The sensation I felt was a cross between a plastic band pinging against my skin and the mild electric shock you often get from touching the hand rail on escalators.
It's slightly more uncomfortable in certain areas where the skin tends to be more sensitive such as along your top lip and bikini line but as the sessions go on and the hair decreases, the feeling diminishes, too.
How Long Does It Take To Recover From Laser Hair Removal?
After each session I noticed a touch of redness and sometimes the odd whitehead but there was no burning or rash-like symptoms - this shouldn't happen if your technician gets the intensity of the setting right depending on your hair and skin type.
Aloe vera gel was always applied to the area to soothe and calm the skin and a few days after my first few treatments I noticed the hairs starting to fall out - result!

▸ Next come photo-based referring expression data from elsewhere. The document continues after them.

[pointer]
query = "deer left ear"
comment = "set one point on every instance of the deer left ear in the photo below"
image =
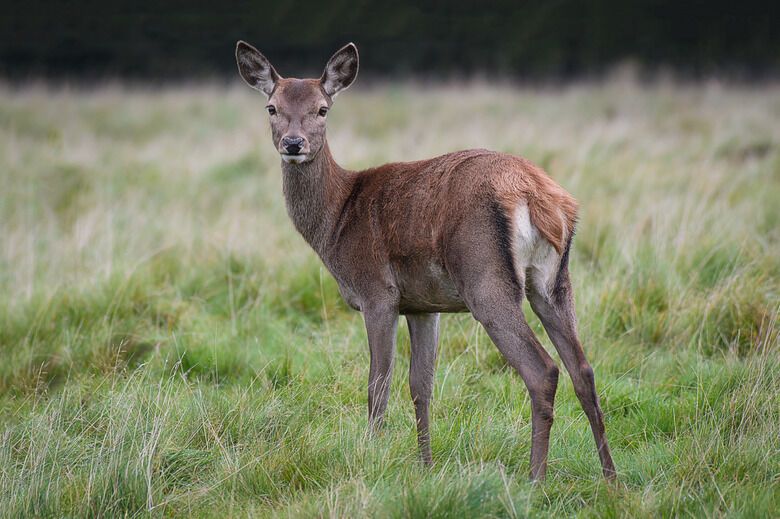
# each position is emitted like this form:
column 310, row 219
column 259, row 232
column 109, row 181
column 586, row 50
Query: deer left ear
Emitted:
column 341, row 70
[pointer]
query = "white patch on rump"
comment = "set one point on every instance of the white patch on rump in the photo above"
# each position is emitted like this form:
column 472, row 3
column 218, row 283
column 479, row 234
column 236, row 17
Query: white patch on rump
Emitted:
column 532, row 253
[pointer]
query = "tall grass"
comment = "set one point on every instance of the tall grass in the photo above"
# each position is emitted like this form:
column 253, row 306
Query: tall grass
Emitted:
column 170, row 346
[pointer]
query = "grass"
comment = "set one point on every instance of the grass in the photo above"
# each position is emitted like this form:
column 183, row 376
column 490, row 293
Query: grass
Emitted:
column 170, row 346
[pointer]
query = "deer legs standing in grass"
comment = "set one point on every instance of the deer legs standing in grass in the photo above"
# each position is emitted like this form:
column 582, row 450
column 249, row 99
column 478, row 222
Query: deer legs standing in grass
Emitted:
column 470, row 231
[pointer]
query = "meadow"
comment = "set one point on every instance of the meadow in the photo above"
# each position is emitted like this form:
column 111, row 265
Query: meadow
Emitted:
column 169, row 346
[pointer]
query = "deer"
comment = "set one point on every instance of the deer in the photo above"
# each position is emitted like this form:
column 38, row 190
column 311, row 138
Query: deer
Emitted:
column 471, row 231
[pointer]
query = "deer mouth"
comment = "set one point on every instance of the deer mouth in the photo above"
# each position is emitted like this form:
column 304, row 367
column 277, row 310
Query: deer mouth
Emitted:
column 296, row 158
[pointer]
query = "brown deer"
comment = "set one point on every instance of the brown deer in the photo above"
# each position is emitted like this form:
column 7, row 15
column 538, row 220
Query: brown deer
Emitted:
column 470, row 231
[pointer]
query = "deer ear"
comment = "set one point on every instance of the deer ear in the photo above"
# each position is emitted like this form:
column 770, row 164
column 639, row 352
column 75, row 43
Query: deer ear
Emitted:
column 341, row 70
column 255, row 69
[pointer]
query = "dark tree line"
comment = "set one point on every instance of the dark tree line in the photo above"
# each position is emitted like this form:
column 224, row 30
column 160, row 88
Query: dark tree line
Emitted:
column 553, row 38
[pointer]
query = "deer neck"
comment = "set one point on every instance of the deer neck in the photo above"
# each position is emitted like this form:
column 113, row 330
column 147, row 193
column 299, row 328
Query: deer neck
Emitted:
column 315, row 192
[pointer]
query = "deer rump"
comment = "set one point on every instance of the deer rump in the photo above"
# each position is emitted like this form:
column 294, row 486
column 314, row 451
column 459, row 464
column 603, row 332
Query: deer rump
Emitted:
column 414, row 210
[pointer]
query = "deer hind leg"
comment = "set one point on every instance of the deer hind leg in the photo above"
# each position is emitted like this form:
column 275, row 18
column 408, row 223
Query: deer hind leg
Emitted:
column 552, row 299
column 424, row 335
column 494, row 297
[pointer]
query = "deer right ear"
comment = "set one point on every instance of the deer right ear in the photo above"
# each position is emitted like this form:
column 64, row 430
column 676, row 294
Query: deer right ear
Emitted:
column 255, row 69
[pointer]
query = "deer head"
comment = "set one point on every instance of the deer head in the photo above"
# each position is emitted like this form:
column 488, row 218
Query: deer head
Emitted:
column 298, row 108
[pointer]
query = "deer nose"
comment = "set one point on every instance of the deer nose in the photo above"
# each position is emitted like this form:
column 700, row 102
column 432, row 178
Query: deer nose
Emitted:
column 292, row 145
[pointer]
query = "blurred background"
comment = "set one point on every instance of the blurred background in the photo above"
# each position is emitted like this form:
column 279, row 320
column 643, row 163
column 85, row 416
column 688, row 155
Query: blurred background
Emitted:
column 528, row 40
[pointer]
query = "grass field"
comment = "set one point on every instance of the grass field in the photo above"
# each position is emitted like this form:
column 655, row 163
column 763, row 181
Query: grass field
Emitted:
column 170, row 347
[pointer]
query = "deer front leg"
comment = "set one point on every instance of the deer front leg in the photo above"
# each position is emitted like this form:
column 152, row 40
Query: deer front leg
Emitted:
column 424, row 335
column 381, row 323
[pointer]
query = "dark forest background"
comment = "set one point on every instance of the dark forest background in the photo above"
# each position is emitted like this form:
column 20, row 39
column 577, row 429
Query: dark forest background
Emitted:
column 550, row 39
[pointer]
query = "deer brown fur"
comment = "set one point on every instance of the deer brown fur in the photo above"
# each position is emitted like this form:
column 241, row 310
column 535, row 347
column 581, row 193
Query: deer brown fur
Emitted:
column 472, row 231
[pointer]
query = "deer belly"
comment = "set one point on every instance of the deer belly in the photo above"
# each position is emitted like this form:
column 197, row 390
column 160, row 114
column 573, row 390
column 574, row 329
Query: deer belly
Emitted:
column 427, row 288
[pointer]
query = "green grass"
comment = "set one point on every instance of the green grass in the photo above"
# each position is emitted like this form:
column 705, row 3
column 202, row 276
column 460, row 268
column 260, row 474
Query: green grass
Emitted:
column 170, row 347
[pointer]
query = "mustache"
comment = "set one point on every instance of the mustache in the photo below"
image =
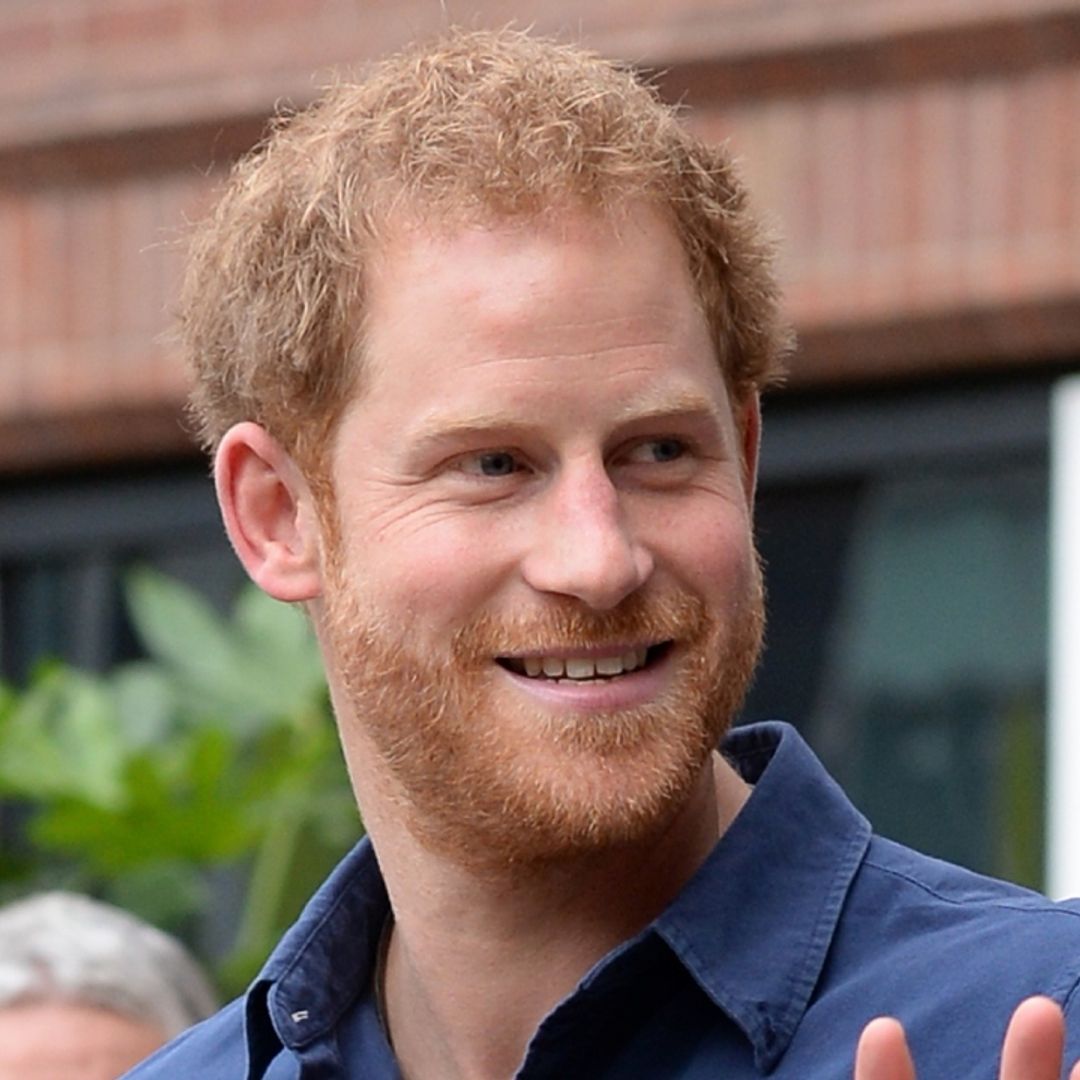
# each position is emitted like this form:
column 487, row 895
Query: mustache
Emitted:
column 564, row 624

Fast forward to today, I'm seven sessions in to my treatment (one session is recommended every four weeks to catch the hair in its correct stage of growth) and I can't quite believe the difference.
In some places, my hair is non-existent and in others, it's so fine it's barely even noticeable.
The Dos And Don'ts Of Laser Hair Removal
- DO shave in between treatments. This is the best way to quickly remove hair without damaging the root. Your beauty therapist will shave the area before applying the laser to your skin, anyway, as any visible hair will only get singed otherwise!
- DON'T apply heavy make-up for 24 hours after your laser treatment to avoid clogging the skin and causing breakouts. If you really have to, opt for mineral types, such as Jane Iredale, Inika and bareMinerals which let the skin 'breathe.'
- DO avoid sun exposure - and lay off the fake tan, too. Lasers are more compatible with paler skin-types, so, even though a tan looks great, it'll minimise the efficiency of the laser, preventing the energy from making its way to the root of the hair.
- DON'T wax, epilate or pluck your hair in between treatments as it removes the hair from the root. Lasers work because they are attracted to the hair's pigment underneath the skin and if it is completely gone, there won't be anything there for the laser to zap. If this is the case, you might have to wait up to another four weeks for the root to re-form until you can be treated again.
- DO wear a high factor SPF. After treatments, skin becomes more sensitive to UV rays, so always slather it in a high factor sunscreen to protect it from things like hyperpigmentation and sensitivity.
- DO exfoliate the area gently as it encourages the dead roots to fall out after every treatment and will make your skin look less bumpy and shadowy.